Ingredients
Equipment
Method
- Pull two shots of espresso directly into a measuring cup or small glass, or mix 1 tablespoon instant espresso powder with 2 tablespoons of hot water and stir until completely dissolved. The espresso needs to be fresh and hot so it properly dissolves the chocolate and blends with the other ingredients.
- Pour 2 tablespoons of chocolate syrup into your serving glass, or mix 1 tablespoon cocoa powder, 1 tablespoon sugar, and 1 tablespoon hot water together in a small bowl to create a smooth paste.
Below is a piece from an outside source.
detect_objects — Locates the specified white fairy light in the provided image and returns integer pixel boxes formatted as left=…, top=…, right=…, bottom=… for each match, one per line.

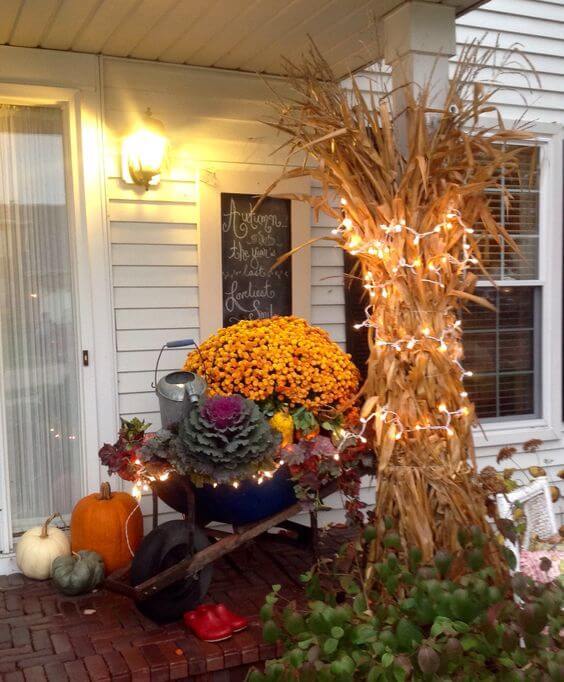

- Pour the hot espresso directly over the chocolate syrup or cocoa paste and stir vigorously for about 20 seconds until the chocolate dissolves completely and the mixture is smooth.
- Add a tiny pinch of sea salt to the chocolate-espresso mixture and stir once more.
- Pack your serving glass with ice cubes until it's about three-quarters full.
- Carefully pour the warm chocolate-espresso mixture over the ice, pouring slowly to avoid splashing.
- Pour 6 ounces of cold milk into the glass and stir gently with a long spoon, mixing the chocolate and espresso thoroughly with the milk.
- Take a sip and adjust to your preference: add more milk if it's too strong, a touch more chocolate syrup if you want it sweeter, or more ice if you prefer it colder.
- If desired, crown your drink with a generous dollop of whipped cream and maybe a light dusting of cocoa powder or chocolate shavings.
Notes
Brew a batch of espresso shots in the morning and refrigerate them so you can assemble your iced mocha in literally two minutes whenever you want one throughout the day. Use freshly brewed espresso rather than day-old coffee for best flavor. Dissolve the chocolate completely before adding milk to avoid grainy texture.